I know our biggest problem today is media consolidation, but when you look back 35 years we had far fewer choices. Every TV in America had three network stations on VHF and two on UHF. The UHF stations (above channel 13 on the dial) didn't even have a national news program.

At the six o'clock hour everyone in the country had NO CHOICE but watch one of the network national news programs: NBC, ABC, or CBS. They all more or less covered the same stories, showed the same film footage. Every American experienced a SHARED HISTORY of the United States and the world.

Nowadays with cable TV and the myriad of other entertainment choices, a great many people no longer even watch the evening news. They make other choices. Its called market segmentation, like in the magazine industry.
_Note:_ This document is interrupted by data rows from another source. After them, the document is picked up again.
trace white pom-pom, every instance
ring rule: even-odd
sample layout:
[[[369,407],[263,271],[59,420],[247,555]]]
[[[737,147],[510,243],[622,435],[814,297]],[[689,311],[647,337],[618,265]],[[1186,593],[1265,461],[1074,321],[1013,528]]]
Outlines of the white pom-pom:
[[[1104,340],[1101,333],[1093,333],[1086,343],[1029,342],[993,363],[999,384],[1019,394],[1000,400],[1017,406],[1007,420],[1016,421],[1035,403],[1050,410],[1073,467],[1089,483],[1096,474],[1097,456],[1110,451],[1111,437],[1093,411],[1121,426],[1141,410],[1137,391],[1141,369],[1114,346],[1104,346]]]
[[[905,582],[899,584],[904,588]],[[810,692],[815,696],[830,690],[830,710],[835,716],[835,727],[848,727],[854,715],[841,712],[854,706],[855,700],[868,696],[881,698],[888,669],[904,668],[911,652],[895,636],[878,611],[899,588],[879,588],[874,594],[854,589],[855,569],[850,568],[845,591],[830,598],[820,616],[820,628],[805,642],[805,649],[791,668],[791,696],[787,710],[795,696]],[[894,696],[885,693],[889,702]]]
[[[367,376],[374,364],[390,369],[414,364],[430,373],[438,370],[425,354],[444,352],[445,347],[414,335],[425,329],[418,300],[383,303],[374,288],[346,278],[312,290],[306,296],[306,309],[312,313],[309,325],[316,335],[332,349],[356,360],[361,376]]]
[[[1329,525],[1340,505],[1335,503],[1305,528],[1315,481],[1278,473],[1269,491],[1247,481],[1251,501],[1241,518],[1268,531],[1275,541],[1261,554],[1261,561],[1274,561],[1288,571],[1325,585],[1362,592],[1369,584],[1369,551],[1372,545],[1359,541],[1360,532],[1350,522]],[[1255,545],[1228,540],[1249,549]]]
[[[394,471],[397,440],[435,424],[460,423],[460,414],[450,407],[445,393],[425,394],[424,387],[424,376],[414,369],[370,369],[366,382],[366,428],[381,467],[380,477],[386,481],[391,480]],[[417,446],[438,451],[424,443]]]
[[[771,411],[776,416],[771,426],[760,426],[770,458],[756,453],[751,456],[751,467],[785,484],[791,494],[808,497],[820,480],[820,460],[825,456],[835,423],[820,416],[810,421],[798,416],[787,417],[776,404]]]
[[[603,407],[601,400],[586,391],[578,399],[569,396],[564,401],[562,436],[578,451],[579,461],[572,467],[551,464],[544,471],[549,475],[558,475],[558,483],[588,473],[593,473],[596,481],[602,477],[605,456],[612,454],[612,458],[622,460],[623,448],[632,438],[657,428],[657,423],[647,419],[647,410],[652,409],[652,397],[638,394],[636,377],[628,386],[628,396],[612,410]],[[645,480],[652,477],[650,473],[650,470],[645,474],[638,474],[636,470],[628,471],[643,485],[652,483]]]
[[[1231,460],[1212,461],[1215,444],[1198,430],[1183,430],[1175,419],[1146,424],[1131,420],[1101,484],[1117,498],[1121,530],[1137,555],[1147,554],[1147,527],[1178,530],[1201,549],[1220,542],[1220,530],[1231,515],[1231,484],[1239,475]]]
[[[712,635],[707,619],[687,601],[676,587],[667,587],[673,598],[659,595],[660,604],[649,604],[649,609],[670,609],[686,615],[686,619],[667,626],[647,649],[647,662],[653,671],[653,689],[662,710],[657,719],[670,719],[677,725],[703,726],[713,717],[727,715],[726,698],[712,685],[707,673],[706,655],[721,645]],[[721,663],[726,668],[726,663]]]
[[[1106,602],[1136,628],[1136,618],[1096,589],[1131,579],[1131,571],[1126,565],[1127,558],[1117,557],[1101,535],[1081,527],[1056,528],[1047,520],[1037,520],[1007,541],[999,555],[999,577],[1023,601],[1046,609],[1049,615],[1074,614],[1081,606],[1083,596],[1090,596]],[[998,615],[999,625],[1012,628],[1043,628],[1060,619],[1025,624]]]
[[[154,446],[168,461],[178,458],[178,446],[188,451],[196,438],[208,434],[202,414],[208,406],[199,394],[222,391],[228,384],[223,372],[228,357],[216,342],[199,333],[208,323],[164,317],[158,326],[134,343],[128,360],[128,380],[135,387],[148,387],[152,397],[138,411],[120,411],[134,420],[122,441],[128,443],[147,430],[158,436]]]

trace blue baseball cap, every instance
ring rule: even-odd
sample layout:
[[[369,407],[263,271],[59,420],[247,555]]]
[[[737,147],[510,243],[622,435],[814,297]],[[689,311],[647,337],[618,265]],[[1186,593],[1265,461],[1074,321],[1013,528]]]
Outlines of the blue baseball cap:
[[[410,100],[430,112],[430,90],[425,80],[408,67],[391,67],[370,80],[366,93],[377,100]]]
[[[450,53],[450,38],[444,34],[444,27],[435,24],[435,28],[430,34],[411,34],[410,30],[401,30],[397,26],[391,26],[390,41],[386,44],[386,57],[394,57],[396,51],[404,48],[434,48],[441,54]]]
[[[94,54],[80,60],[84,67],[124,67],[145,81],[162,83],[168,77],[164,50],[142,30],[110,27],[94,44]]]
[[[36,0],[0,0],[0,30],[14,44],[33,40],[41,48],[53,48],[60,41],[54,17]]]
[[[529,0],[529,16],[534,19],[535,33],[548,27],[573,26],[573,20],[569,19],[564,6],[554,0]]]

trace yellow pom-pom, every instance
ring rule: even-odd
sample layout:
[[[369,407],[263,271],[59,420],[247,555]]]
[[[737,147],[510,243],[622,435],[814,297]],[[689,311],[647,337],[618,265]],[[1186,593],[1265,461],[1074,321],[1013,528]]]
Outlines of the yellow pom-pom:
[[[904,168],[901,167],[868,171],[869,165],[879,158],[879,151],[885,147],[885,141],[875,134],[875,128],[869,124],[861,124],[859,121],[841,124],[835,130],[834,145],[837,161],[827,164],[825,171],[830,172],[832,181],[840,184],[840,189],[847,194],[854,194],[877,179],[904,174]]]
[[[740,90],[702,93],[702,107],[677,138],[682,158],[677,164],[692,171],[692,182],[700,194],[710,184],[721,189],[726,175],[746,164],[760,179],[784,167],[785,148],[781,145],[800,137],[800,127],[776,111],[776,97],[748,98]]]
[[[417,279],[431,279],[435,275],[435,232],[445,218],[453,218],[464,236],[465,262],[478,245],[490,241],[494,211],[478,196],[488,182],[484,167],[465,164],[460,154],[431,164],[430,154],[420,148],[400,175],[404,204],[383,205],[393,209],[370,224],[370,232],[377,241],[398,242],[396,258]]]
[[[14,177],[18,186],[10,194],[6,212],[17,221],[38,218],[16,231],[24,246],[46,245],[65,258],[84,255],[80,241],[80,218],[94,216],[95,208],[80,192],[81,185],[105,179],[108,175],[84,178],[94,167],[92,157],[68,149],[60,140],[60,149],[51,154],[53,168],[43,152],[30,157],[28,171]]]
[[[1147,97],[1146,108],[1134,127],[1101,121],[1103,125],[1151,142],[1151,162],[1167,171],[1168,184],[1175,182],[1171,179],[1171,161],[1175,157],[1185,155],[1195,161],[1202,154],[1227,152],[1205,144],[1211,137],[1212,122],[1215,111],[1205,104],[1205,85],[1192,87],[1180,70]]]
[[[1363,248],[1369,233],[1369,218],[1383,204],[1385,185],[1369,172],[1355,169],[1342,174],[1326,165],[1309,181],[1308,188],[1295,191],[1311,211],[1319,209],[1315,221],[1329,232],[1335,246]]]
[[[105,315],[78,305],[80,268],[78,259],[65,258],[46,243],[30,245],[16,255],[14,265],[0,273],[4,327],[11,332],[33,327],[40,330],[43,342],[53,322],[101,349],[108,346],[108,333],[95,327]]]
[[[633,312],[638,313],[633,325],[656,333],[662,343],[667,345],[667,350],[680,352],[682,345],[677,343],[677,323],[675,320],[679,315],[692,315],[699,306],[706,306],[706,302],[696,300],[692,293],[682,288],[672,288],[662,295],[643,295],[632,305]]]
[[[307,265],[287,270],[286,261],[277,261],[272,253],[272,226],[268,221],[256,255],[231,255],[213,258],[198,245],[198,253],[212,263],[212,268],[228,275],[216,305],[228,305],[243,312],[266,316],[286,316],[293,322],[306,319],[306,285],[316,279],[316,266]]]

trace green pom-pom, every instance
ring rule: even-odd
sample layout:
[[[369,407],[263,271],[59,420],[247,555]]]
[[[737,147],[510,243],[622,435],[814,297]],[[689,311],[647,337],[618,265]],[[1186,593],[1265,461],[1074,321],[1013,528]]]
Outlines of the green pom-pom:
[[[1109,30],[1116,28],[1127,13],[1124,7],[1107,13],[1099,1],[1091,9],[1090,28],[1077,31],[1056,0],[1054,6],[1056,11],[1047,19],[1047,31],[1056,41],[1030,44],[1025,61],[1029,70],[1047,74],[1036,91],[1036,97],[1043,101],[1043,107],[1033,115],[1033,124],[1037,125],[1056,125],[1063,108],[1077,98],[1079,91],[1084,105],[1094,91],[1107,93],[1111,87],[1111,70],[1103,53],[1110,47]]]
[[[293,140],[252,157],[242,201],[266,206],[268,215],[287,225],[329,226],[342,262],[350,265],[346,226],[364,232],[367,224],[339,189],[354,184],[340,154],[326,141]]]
Publishers would discover small niches of interest and market magazines directed at the small audience in each niche: golf, science, popular science, pop psychology, religion, envt., etc. News is now fashioned in the same way. The mainstream news stations are like the LIFE magazine of yesteryear: the official dispenser of Received Opinion as shown through pictures. The special interest niches have their Amy Goodman and Bill O'Reilly. And then there's the internets...

Today our lives are more hectic and there's less time for informing oneself, even if you were so inclined. When I was young every adult in my working class neighborhood read one or sometimes two daily newspapers in addition to watching the nightly news. Today that is unheard of. Therefore it is not in the least surprising to hear the results of your informal survey.

----

I was eight years living 45 minutes away from KSU those dreadful days in 1970. It was all over the TV and radio. My mother made me promise to NEVER go to an anti-war demonstration for fear of being clubbed or shot to death. I've never regretted breaking that promise.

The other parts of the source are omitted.